On the way to the school , we talked about some of our memories of those days. She and her older sister were in the same grade I was in, and Maggie was in both my home room and newspaper class. And for some reason I seem to have retained more memories of high school than she, because there were many instances when I’d bring up a teacher’s name or an incident that happened in our “tour of duty,” and she’d say, “I don’t remember that!”

“Beginnings are scary, endings are usually sad; it’s what you do in between that counts the most.” - Author Unknown


Once on campus, I felt a strange combination of My God, this place has changed and déjà vu. Some things, naturally, looked different – there is a new building where part of the parking lot used to be and the paint scheme has changed some – but the front entrance was still in the same place and so were some of the benches outside.

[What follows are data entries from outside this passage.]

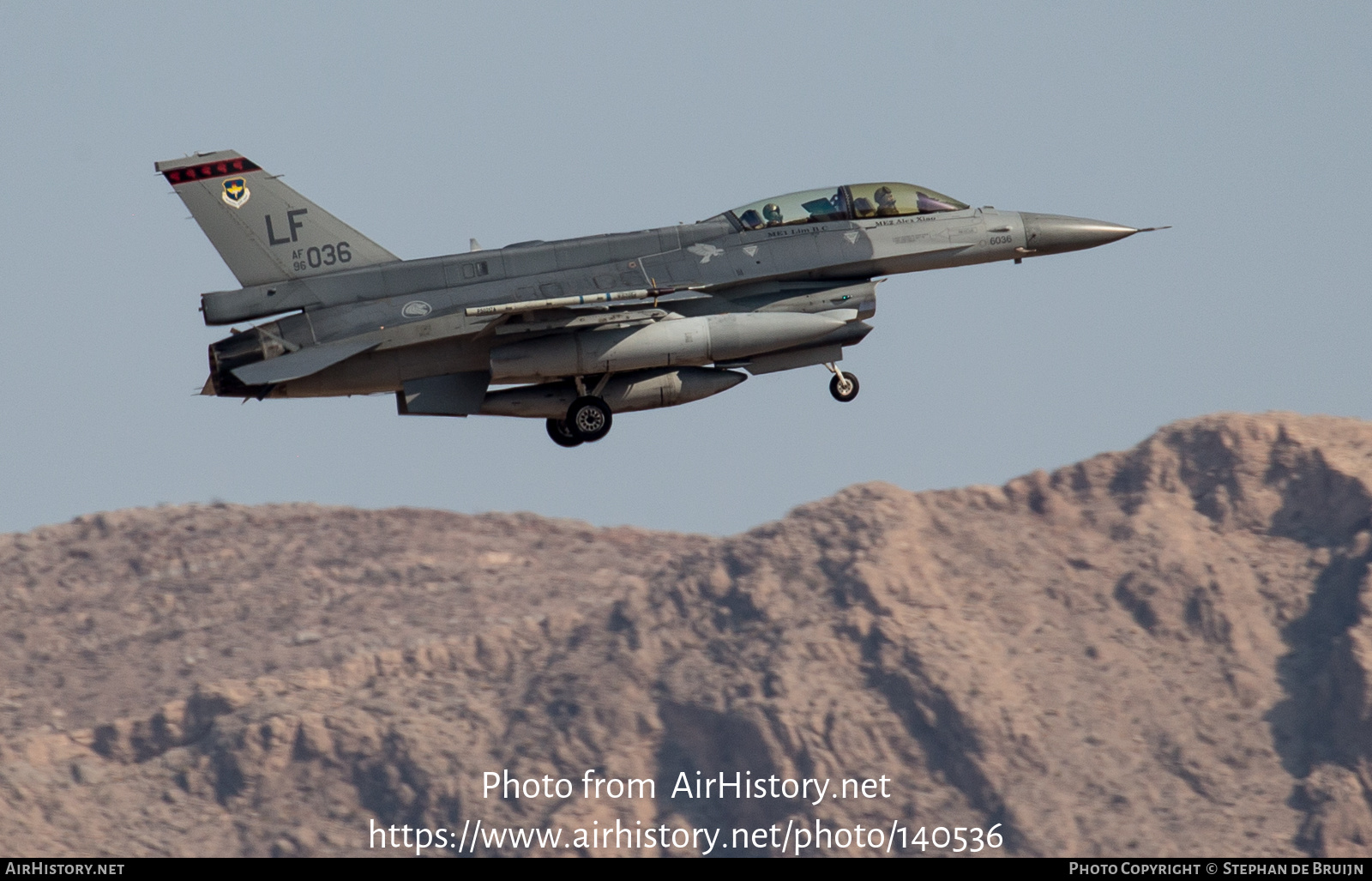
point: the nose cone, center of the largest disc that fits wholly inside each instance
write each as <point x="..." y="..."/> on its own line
<point x="1054" y="233"/>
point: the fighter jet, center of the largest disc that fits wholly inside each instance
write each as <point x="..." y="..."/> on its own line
<point x="580" y="329"/>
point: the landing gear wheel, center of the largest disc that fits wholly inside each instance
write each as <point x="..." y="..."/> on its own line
<point x="562" y="435"/>
<point x="589" y="419"/>
<point x="844" y="386"/>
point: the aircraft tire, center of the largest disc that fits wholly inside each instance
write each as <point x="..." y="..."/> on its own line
<point x="589" y="419"/>
<point x="560" y="434"/>
<point x="840" y="394"/>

“I always knew that I would look back on the times i cried and laugh, but I never knew that I’d look back on the times I laughed and cry.” - Author Unknown

The biggest change, of course, was the post-Columbine emphasis on security. Where in 1983 – or even 1989 – there were no security procedures to follow, Maggie and I had to have a Visitor’s ID pass made before we could go to the Main Office.

We also couldn’t – for the obvious reasons of security and non-disruption of classes – wander about the whole campus in search of the handful of faculty members still at South Miami High 26 years after our graduation. (Maggie and I actually talked to two of our former teachers; she spoke to Mr. Branstetter, her English teacher, and I saw my former Algebra I instructor, Ms. Castaneda. She guided us around as much as the rules and the time of day allowed; she even took our pictures with our digital cameras.)

“It is hard to convince a high-school student that he will encounter a lot of problems more difficult than those of algebra and geometry.” - Edgar Watson Howe

The strangest of the changes was that two of the school administrators – whose names escape me right now – were fellow members of the Class of 1983. I couldn’t remember them, and I’m not sure if Maggie did, either, but they were pretty gracious and took time from their work routine to talk to us.

Comments

  1. Nice post. It brought back some old memories from SMSH. Mr. Branstedder was my favorite. My 17 year old now goes to SMSH & tells me that she had him for Drama Class. While I went there I had Mr. Strickland for Drama. Thanks for bringing me back through memory lanes. Go Cobras Class of 1988 rules!!!